Artificial Intelligence

The code refused to work.

She’d been over it to exhaustion, searching for the error. She’d run each loop through every check she could think of, multiple times. Everything worked fine in isolation. And yet, when she executed it as a whole, it crashed.

Every single time.

She stared at the hazy screen, and knew it was time for a break.

The code was in her head, all of it, even though there were thousands of lines. Tens of thousands. She’d agonised over every one, creating her masterpiece.

Her failed masterpiece.

She shut her eyes for a moment, a buzzing in her ears, and when they opened she looked at her desk. A couple of smeared screens, a plate with something that might still be edible, and a multitude of mugs at half tide. There was an odour hanging like a miasma, and she thought it might be her. But so what? She’d clear everything up later. There were more important things to deal with at the moment.

She swiped as the buzzing intensified, and saw a fly land on one of her old keyboards, the first she’d ever owned, now missing half the keys. It hadn’t worked in years, and she didn’t know why she kept it. The fly wandered into one of the key cavities. Probably looking for crumbs.

She pushed it from her mind, returning to the code, searching for the bugs.

The code ran again, and crashed. She scanned the monitoring systems, noting how it had fallen at a different point. Again.

That was what made things so exasperating. It wasn’t as if she’d find one error, fix that, and then be able to move on to the next. No, this code was different. It crashed at a new point each time, even when given exactly the same conditions. And she meant exactly. Even down to the temperature in the room.

So the code was changing.

Of course, that should happen. Code had to adapt. Core functions remained immutable, but everything else had to flex.

This used to be called artificial intelligence, way back when nobody really knew what that term meant.

Everything changed, and yet change could be studied and understood. It could be mapped.
Just like large groups of people. Treat them one way, and they acted accordingly. Change the parameters, and they reacted differently, but still in a way that could be foretold.

But this code was unpredictable. And yet there had to be logic. There must be an underlying motive to its creativity. Like convoluted fractals or deep-seated chaos engines, the apparent randomness surely came from mappable reasoning.

She stared at the monitor systems, and dived into the broken code. Strange. Those lines should never have been called. Tracing back, there was no need for the code to enter that loop. And yet…

She pulled those lines up and read them. Twice.

They made sense, and she knew what they should do.

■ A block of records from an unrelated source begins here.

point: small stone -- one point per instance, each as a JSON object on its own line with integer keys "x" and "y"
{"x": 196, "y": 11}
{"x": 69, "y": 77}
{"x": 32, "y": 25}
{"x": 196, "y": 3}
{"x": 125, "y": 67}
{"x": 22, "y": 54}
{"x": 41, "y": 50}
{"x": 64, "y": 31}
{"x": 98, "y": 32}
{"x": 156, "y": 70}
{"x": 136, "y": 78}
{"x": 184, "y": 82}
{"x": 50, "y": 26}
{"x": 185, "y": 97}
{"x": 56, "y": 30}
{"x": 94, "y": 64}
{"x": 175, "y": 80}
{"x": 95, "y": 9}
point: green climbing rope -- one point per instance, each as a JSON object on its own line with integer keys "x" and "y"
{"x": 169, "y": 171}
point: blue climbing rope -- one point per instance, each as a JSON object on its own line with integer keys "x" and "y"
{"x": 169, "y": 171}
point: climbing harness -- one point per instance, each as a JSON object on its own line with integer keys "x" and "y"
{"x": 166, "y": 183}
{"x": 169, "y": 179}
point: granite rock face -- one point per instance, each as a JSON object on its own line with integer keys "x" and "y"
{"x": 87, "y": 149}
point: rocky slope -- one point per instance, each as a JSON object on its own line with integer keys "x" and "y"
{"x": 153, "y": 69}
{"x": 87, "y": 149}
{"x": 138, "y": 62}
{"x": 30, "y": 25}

But they were not her lines. They did what she wanted, but not in her voice.

She deleted them and replaced them with her original ones. She executed the code again, keeping those lines on display.

The screen blinked, and her code disappeared, replaced by lines in that new voice.

How was that even possible?

On a whim, she erased those lines and replaced them with garbage, hitting the keys to write out a message in plain text. Not even code this time. Nothing the system should understand.

Before she’d even run it, the screen blinked and her new message disappeared, replaced by the intruder code once more.

No, she thought. Not an intruder, but something that had been there all along.

Something she’d brought into being.

She watched as the fly lifted off the keyboard, specks of crumbs on its tiny feet. It flew across to the recharge packs, the ones she kept connected to the screens, always ready. She had a routine set up to switch packs at the touch of an icon.

That icon pulsed in the corner of the screen, and somehow the new code started itself.
The fly crawled towards the connection between pack and screen, leaving a tiny white trail.

The icon changed to red, and there was a brief angry buzzing. She saw the fly on its back, crumb-shoes spasming in the air. There was a snap, and a spark from the pack, and the fly stopped moving.

The icon grew steady, then faded. The code ran clean this time, and the screen filled with digits, growing smaller as more piled in, shrinking until each one was a minute dot, and the screen was filled with shades of grey.

The dots formed a mouth, and the corners turned up.

She mimicked the smile from her code. Her baby. She’d formed it, then set it in motion. And it had grown.

The bug had been removed. The code was perfect.

There was nothing artificial about this intelligence.